Tedros Adhanom Ghebreyesus, le directeur général actuel de l’Organisation Mondiale de la Santé, occupait auparavant le poste de ministre de la santé de l’Ethiopie.

Depuis le 4 novembre dernier, les hostilités se sont déclenchées entre l’armée fédérale et les forces du Front. Ce conflit a un coût énorme en matière de vies humaines.

La région du Tigré avait joué un rôle dominant au sein du gouvernement et dans l’armée jusqu’à l’entrée d’Abiy Ahmed en fonction, en 2018, premier Oromo désigné Premier ministre.

Les Oromo sont la plus grande ethnie en Éthiopie avec 34,9 % de la population, soit environ 108 millions d’habitants, tandis que les Tigréens sont la troisième plus grande ethnie avec 7,3 % de la population éthiopienne.

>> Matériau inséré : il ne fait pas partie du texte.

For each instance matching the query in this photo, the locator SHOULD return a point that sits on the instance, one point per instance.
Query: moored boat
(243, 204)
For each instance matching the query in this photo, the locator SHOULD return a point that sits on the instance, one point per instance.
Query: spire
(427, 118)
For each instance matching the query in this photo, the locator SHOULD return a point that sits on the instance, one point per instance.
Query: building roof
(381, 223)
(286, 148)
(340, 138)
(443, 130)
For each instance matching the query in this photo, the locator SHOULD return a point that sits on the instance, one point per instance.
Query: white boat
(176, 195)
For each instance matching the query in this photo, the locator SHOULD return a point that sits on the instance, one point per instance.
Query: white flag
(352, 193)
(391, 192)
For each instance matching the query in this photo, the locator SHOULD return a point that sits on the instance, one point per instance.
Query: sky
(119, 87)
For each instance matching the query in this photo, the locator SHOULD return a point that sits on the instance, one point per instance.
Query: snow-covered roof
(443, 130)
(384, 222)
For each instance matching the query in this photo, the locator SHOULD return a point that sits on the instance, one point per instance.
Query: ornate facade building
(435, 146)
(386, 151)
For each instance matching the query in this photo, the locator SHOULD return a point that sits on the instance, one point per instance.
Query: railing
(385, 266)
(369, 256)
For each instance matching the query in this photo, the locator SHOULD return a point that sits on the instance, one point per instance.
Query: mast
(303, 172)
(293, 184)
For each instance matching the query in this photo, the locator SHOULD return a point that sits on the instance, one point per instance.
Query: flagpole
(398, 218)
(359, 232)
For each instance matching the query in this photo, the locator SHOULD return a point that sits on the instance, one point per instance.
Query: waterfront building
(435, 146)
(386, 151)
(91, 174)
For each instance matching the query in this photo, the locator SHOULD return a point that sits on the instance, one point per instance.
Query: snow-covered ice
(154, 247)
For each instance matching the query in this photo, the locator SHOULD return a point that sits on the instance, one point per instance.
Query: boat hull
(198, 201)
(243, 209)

La région, se considérant marginalisée, s’est séparée de la coalition au pouvoir d’Abiy Ahmed en organisant, en septembre dernier, des élections locales que le gouvernement d'Addis-Abeba juge illégales. Les élections ont été reportées suite à la propagation de la pandémie du coronavirus.


*Traduit de l'arabe par Hend Abdessamad.